Северяне на постелях спят, а не принимают гостей. Я собираюсь сесть на пол, — тем более что его застелили войлоком поверх циновки, — но Эткуру хватает меня за руку и тащит к себе.
— Садись сюда. Язычники не могут сделать нормальных подушек — пух лезет, когда на них садишься. Поэтому — сюда.
Да ну и ладно. Я сажусь рядом с ним. Он широко улыбается и толкает меня в плечо:
— Здешнее вино — отрава это, а не вино. Вино — у нас. В Чангране. Тут винные ягоды не растут. Тут ничего не растёт, так. Соня!
Я киваю, улыбаюсь в ответ. Входит Соня — человек-загадка. Мои друзья из Кши-На думают, что он — переодетая девица; у меня есть прямая возможность выяснить, что ж это за странное явление природы.
Пока Эткуру распоряжается насчет вина, я рассматриваю Соню.
На нём — странная одёжка: штаны в плиссированных складках, как юбка, широкий блестящий пояс и рубаха из шелковистой ткани — на тонкой фигурке мальчишки, подростка, хотя для ребёнка Соня слишком высокий. Но, похоже, не девушка: грудь совершенно плоская.
Зато волосы у него длинные и роскошные, заплетены в четыре косы с серебряными зажимами вполне ювелирной работы на концах, перехвачены тонким серебряным обручем на лбу. И обруч — штучное украшение, не холопское: по северным меркам, слуга выглядит шикарнее собственных господ.
А вот лицо у Сони изуродовано. Видимо, клейма рабов — это не художественная вольность рассказчиков, а жестокая правда. А может быть, эта сложная татуировка — жутко выглядящий чёрно-синий орнамент на смуглой коже — считается украшением, а не уродством? Спирали и стрелки орнамента начинаются на лбу, под топазом диадемы, спускаются по переносице, переходят на щёки. Верхние веки отчёркнуты длинными линиями, на подбородке — последняя стрелочка, остриём к губам… Однако, южане татуируют не только женщин? Но — трофеи? Или как?
Возраст за сеткой татуировки определить тяжело, как за вуалью.

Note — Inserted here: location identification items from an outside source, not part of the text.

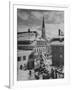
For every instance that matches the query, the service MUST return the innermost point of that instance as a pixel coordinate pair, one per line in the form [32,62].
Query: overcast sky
[32,19]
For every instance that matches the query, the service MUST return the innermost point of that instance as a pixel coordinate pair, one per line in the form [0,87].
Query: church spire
[43,29]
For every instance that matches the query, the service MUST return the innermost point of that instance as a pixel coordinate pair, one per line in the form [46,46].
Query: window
[24,57]
[18,59]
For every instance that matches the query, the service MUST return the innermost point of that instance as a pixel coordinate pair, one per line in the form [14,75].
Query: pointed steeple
[43,29]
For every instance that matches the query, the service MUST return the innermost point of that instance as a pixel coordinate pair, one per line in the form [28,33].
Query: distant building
[52,51]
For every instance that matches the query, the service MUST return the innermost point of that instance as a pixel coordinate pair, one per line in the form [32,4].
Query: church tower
[43,29]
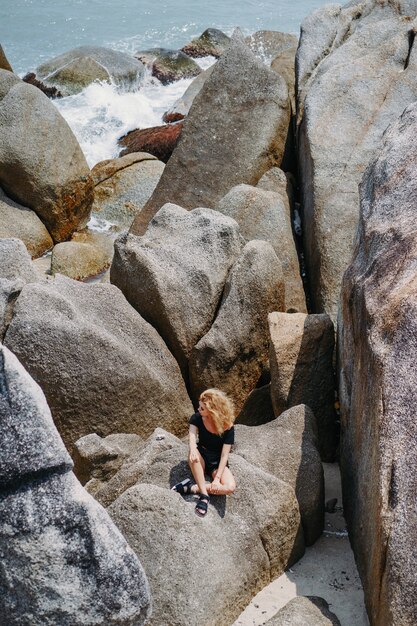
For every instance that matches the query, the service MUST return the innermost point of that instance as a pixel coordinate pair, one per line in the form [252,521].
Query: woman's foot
[201,507]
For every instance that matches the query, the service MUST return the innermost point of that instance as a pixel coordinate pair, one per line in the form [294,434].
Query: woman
[213,426]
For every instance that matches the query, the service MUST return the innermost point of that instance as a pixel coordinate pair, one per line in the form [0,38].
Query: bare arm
[192,442]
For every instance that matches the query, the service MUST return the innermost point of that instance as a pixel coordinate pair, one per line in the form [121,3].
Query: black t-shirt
[208,440]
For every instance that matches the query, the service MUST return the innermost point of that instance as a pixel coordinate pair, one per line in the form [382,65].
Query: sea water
[33,31]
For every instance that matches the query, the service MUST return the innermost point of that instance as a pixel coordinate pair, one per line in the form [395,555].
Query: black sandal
[184,487]
[201,507]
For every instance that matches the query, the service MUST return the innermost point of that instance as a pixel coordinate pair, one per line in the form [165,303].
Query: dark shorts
[211,460]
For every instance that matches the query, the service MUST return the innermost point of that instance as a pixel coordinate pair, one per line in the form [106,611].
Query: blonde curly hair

Заживающая ссадина на скуле Сони нарушает узор справа… эге… Жизнь у него, однако, не малиновый сироп.
И слушая приказ, Соня не смотрит на Эткуру — ресницы опущены, руки сложены на груди — моя невольная ассоциация: «слушаю и повинуюсь». Дослушав, кланяется, бесшумно выходит, пятясь до двери — не поворачиваясь спиной.

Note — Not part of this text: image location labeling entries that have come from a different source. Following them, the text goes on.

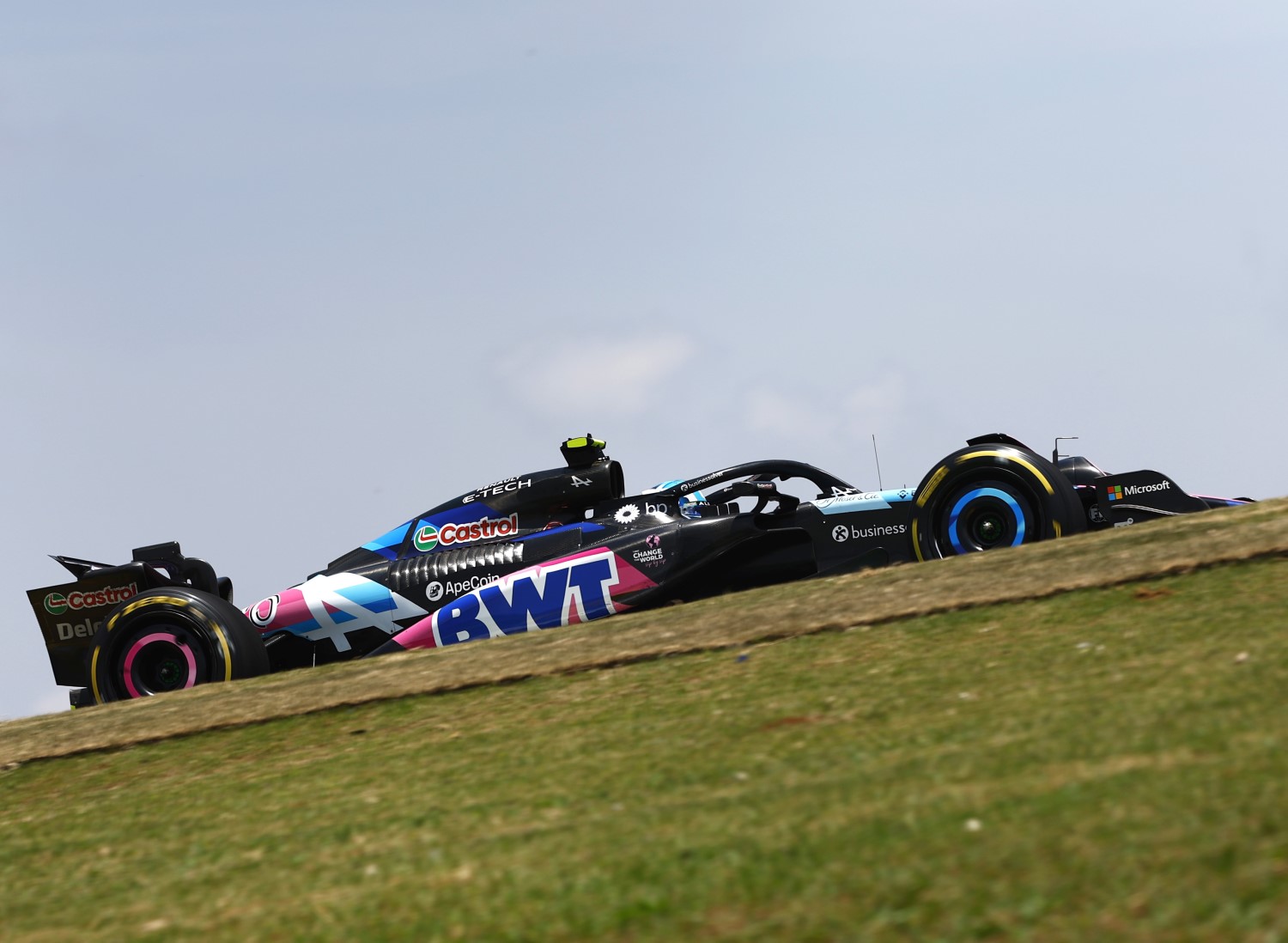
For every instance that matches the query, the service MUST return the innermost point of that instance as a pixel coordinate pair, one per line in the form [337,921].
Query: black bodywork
[569,545]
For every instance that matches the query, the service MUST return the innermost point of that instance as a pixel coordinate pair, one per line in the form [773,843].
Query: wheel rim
[986,518]
[161,660]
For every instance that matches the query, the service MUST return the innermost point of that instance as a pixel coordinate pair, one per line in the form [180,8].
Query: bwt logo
[543,599]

— Эткуру, — спрашиваю я, — а Соня — бестелесный?
— Бестелесный, так, — благодушно и небрежно отвечает посол. — И безмозглый. Надоел.
— Как-то он не похож на остальных бестелесных, — говорю я. — Они обычно плотнее, грубее… и лица другие.
— Смотря когда обрезать, — поясняет Эткуру безразлично и непринуждённо, как о животном. — Если в Поре, то будет — как Когу. А если раньше — как Соня. Игрушка.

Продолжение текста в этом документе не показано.